I'm trying to build a python script that will allow me dynamic build up on egrep -v attributes and pipe the output into less (or more).
The reason why I want to use external egrep+less is because files that I am processing are very large text files (500MB+). Reading them first into a list and processing all natively through Python is very slow.
However, when I use os.system or subprocess.call, everything is very slow at the moment I want to exit less output and return back to python code.
My code should work like this:
1. ./myless.py messages_500MB.txt
2. Less -FRX output of messages_500MB.txt is shown (complete file).

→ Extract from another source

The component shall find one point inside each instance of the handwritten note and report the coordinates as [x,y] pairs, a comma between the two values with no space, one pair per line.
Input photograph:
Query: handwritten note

3. When I press 'q' to exit less -FRX, python code should take over and display prompt for user to enter text to be excluded. User enters it and I add this to the list
4. My python code builds up egrep -v 'exclude1' and pipes the output to less
5. User repeats step 3 and enters another stuff to be excluded
6. Now my python code calls egrep -v 'exclude1|exclude2' messages_500MB.txt | less -FRX
7. And the process continues
However, this does not work as expected.
* On my Mac, when user press q to exit less -FRX, it takes few seconds for raw_input prompt to be displayed
* On Linux machine, I get loads of 'egrep: writing output: Broken pipe'
* If, (linux only) while in less -FRX, I press CTRL+C, exiting less -FRX for some reason becomes much much quicker (as intended). On Mac, my python program breaks
Here is sample of my code:
excluded = list()
myInput = ''
while myInput != 'q':
grepText = '|'.join(excluded)
if grepText == '':
command = 'egrep "" ' + file + ' | less -FRX'
else:
command = 'egrep -v "' + grepText + '" ' + file + ' | less -FRX'
subprocess.call(command, shell=True)
myInput = raw_input('Enter text to exclude, q to exit, # to see what is excluded: ')
excluded.append(myInput)
Any help would be much appreciated